Pour son développement et son recrutement, Al Mowafaqa peut compter sur la bienveillance des autorités marocaines. Soucieux de promouvoir l'image d'un pays musulman tolérant et ouvert, le royaume chérifien n'a mis aucun obstacle à la création de l'institut, mais une seule condition : qu'aucun étudiant marocain ne soit admis. Dans un pays où l'on naît musulman, les Marocains qui se disent chrétiens sont mal vus, voire persécutés. Leurs estimations varient d'un millier à plusieurs dizaines de milliers. "J'espère que nous pourrons faire évoluer cette position à terme, il n'est pas question de prosélytisme mais de s'enrichir mutuellement", assure le directeur d'Al Mowafaqa.

De nouvelles formations sont en préparation et le complexe accueillera bientôt des résidences d'artistes sous la houlette d'une plasticienne juive marocaine. Histoire d'enrichir encore le dialogue.

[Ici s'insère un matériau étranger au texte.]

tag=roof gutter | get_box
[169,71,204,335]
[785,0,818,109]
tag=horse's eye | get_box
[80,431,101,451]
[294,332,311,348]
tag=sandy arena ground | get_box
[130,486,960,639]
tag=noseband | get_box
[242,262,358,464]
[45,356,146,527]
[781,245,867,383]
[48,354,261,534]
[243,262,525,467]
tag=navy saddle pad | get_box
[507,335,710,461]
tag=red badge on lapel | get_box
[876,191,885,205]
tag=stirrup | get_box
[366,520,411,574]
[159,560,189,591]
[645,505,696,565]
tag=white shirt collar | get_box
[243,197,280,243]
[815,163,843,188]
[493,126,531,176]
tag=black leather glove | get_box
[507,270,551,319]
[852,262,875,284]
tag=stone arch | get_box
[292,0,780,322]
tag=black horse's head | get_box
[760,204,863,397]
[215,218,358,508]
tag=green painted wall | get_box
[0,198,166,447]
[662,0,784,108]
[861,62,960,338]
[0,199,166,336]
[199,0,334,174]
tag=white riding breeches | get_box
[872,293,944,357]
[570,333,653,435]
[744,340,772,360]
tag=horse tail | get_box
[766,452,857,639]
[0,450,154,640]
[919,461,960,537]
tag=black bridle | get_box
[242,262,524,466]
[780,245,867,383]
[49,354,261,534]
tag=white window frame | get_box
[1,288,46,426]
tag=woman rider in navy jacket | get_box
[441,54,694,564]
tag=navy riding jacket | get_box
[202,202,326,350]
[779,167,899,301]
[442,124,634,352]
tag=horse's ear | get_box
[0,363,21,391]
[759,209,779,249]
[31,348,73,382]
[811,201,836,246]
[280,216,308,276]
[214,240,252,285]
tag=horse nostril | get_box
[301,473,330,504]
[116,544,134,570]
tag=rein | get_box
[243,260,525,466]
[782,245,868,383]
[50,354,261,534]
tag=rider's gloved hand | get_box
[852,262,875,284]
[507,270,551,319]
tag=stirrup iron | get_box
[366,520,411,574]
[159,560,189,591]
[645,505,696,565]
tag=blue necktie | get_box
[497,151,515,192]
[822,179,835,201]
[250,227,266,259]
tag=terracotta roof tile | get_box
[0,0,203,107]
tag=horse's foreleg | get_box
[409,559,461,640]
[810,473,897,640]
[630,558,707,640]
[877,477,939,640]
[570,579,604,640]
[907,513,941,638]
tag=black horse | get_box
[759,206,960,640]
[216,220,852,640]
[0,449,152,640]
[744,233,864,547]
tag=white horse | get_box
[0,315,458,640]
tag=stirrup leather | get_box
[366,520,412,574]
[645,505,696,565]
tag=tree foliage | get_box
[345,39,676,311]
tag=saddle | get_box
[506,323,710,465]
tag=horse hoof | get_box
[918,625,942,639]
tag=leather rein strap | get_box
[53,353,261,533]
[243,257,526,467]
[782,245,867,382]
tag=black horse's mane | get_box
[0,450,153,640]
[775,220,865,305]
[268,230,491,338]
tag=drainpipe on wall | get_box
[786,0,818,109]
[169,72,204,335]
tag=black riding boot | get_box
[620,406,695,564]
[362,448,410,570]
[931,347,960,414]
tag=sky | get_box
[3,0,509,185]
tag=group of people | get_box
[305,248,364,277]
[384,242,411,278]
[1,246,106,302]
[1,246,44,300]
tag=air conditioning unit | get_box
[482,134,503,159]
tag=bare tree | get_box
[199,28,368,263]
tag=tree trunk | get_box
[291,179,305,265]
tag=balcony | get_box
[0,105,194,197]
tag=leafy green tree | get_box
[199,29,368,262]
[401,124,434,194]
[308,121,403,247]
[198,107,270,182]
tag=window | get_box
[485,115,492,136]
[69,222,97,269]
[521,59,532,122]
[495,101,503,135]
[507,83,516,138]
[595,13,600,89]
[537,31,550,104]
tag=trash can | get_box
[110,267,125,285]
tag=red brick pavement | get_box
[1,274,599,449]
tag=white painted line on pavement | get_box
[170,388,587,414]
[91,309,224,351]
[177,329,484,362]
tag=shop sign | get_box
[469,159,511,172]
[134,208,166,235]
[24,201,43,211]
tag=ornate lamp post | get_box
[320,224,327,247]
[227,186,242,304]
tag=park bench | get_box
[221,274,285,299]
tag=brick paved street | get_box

La direction de l’Institut al Mowafaqa souhaite apporter la précision suivante : "Il existe une différence entre des migrants venus illégalement au Maroc dans le but de passer en Europe, et des migrants qui sont venus faire leurs études au Maroc ou s’y sont installés pour travailler, ce qui est le cas des étudiants de l’institut."